Maan News Agency: New excavations at Hisham's Palace in Jericho

JERICHO (Ma’an) – Palestinian Authority Tourism Minister Khloud Daibes on Saturday announced the completion of the first stage of excavations at a new site at the historic Hisham's Palace in Jericho.

The project, which will excavate the northern gate of the never-completed Ottoman palace will be the first joint Palestinian-American archaeological excavation.

Joining the Palestinian team will be a visiting delegation from the University of Chicago's Oriental Institute, a research organization and museum devoted to the study of the ancient Near East.

Inaugurating the project in Jericho, Minister Daibes said the work of the American team was in keeping with the celebration of Jericho's 10,000th birthday.

Long thought to be an unfinished palace used only during the 8th century A.D. and subsequently abandoned, previous research used pottery sequencing to show that areas around the central palace were actually occupied much longer, with estimates saying habitation went into the 13th century.

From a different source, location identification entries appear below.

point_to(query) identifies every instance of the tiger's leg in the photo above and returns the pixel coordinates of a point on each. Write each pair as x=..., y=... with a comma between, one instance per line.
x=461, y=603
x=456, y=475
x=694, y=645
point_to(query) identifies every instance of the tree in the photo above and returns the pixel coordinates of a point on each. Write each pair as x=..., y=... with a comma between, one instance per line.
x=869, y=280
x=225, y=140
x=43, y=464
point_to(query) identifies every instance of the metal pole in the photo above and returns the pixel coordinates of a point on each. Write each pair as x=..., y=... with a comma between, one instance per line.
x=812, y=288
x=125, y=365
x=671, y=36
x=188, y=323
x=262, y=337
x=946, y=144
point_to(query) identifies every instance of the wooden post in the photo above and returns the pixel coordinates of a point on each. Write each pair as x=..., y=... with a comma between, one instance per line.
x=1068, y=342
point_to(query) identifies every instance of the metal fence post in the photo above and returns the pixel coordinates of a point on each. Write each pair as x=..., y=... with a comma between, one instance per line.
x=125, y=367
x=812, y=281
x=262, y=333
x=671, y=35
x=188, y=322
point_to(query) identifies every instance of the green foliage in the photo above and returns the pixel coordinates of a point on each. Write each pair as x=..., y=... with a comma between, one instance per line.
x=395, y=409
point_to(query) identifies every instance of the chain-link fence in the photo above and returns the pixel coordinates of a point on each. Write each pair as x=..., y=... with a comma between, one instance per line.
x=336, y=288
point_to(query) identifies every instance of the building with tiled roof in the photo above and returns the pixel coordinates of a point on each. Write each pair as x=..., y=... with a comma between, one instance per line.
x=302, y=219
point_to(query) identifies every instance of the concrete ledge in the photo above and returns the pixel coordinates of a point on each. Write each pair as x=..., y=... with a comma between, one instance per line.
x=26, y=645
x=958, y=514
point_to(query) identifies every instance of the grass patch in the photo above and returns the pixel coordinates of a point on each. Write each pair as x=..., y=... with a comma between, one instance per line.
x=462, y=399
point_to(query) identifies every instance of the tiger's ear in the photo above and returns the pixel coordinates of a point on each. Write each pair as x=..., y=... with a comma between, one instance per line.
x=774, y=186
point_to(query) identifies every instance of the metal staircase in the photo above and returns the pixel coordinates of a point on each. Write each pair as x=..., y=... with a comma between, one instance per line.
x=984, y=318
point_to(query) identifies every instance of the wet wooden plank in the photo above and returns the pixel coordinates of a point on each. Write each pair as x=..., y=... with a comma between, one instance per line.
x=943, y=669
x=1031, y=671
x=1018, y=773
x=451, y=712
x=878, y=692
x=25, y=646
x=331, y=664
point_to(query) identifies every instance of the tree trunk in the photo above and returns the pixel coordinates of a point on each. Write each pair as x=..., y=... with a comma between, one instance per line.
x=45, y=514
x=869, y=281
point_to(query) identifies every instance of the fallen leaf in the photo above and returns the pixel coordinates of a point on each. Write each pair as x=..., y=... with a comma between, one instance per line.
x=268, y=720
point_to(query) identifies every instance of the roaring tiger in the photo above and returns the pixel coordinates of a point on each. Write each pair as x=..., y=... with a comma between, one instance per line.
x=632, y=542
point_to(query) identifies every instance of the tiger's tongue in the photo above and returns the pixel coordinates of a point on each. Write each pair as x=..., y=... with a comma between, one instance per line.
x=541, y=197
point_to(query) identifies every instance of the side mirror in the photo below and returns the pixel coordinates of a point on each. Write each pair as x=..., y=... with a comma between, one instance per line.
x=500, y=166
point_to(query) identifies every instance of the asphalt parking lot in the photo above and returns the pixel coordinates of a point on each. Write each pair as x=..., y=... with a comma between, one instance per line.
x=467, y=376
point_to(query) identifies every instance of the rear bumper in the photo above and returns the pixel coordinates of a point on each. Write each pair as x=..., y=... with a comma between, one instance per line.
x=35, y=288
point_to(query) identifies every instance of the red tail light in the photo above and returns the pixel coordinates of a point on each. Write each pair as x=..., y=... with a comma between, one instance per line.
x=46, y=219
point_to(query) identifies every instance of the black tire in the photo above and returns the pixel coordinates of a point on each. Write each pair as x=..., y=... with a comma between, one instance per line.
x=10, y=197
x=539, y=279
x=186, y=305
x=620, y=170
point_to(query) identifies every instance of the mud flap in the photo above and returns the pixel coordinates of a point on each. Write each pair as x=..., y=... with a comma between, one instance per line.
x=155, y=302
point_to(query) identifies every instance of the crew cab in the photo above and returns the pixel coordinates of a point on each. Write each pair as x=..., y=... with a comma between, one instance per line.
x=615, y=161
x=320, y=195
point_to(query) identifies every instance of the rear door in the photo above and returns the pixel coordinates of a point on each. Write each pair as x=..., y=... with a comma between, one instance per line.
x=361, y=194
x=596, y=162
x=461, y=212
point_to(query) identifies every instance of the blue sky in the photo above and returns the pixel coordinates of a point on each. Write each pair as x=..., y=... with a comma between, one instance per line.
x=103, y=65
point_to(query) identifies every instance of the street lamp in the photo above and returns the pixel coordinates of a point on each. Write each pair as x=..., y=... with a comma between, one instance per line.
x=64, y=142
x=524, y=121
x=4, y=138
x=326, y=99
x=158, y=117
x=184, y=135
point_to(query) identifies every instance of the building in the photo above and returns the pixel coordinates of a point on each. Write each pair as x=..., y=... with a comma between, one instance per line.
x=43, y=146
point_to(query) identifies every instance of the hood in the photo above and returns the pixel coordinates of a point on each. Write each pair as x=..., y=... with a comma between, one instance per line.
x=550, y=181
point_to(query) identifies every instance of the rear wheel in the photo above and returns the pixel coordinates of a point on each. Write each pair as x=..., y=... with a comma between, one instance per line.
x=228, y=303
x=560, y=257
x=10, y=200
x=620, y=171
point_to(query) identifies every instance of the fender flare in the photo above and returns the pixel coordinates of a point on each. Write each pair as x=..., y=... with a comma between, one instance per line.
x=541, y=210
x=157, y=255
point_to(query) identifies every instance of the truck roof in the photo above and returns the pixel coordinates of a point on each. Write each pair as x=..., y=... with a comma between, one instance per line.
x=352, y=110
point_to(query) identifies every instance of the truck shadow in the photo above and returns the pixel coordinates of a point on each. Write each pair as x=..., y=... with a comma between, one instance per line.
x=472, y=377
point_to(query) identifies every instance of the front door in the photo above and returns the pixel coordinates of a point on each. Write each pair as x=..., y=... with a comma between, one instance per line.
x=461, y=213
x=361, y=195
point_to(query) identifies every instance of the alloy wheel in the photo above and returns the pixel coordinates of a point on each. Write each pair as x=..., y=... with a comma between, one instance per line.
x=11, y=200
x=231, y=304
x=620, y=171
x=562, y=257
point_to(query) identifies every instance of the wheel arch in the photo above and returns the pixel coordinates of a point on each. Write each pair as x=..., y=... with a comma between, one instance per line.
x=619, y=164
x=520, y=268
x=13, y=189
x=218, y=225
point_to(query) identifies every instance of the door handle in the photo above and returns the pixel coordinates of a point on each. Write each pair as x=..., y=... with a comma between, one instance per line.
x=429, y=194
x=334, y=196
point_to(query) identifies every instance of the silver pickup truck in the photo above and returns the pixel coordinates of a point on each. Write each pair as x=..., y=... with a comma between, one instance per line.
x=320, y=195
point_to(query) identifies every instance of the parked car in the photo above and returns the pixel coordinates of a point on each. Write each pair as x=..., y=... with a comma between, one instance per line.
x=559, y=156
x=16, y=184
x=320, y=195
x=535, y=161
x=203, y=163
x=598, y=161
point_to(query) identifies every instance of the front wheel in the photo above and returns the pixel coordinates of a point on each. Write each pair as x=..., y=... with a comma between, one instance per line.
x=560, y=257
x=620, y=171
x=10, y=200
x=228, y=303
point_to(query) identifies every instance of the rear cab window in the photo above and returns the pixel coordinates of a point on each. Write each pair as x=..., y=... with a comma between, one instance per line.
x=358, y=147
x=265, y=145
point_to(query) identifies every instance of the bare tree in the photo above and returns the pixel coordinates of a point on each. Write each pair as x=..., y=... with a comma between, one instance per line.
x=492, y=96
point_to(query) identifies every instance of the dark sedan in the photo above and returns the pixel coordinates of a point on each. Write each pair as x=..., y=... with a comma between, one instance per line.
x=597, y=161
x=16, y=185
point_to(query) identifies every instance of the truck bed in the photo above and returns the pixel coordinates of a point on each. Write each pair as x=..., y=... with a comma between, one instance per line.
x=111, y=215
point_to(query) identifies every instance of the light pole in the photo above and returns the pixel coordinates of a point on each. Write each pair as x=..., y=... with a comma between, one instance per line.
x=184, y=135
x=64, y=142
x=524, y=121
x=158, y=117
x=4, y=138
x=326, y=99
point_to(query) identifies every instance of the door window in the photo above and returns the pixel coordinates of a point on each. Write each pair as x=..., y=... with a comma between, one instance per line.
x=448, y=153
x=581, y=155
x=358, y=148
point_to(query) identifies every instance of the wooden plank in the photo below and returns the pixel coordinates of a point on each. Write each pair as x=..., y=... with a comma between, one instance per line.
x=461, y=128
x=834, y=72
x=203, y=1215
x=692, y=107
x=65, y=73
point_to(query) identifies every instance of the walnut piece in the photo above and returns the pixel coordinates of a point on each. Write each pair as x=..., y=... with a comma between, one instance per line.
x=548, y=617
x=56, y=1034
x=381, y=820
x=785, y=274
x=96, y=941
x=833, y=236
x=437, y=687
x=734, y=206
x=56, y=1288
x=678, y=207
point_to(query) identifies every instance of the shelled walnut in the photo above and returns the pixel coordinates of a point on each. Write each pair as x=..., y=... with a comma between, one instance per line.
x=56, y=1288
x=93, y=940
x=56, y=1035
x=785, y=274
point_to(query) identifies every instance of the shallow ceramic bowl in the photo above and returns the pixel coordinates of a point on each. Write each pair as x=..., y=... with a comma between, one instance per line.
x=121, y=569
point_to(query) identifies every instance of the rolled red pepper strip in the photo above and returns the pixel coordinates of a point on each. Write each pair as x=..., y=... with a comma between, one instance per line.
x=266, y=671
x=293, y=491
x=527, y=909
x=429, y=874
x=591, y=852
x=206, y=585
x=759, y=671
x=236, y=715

The latest excavations under the institute's Dr Donald Whitcomb and Palestine's Dr Hamdan Taha, will investigate the theory that the site was not just a palace complex, but was instead an incipient Islamic city.

At the inauguration, Taha said excavators would look for evidence that there were two stages of habitation at the site of the palace, during the Umayyad and then the Abbasid eras. Both archaeologists said they expected the finds at the northern gate to be similar to what was found in the south.

A secondary site near the already uncovered bath will also be established, the officials said, where work that finished in 2006 would be continued.

Excavations will be centered on the northern hill which was first explored in the mid 1960s under the supervision of Dr Awni Dajani, then director of the Jordanian antiquities department.

The site has been of archaeological interest to collectors and scholars for hundreds of years, with work dating back to the 19th century. Early work, however, was not well documented, and many of the artifacts ended up on the black market.

Now a Palestinian historical site, the palace and the surrounding compound marking Ancient Jericho, is one of a growing number of tourist attractions in the city.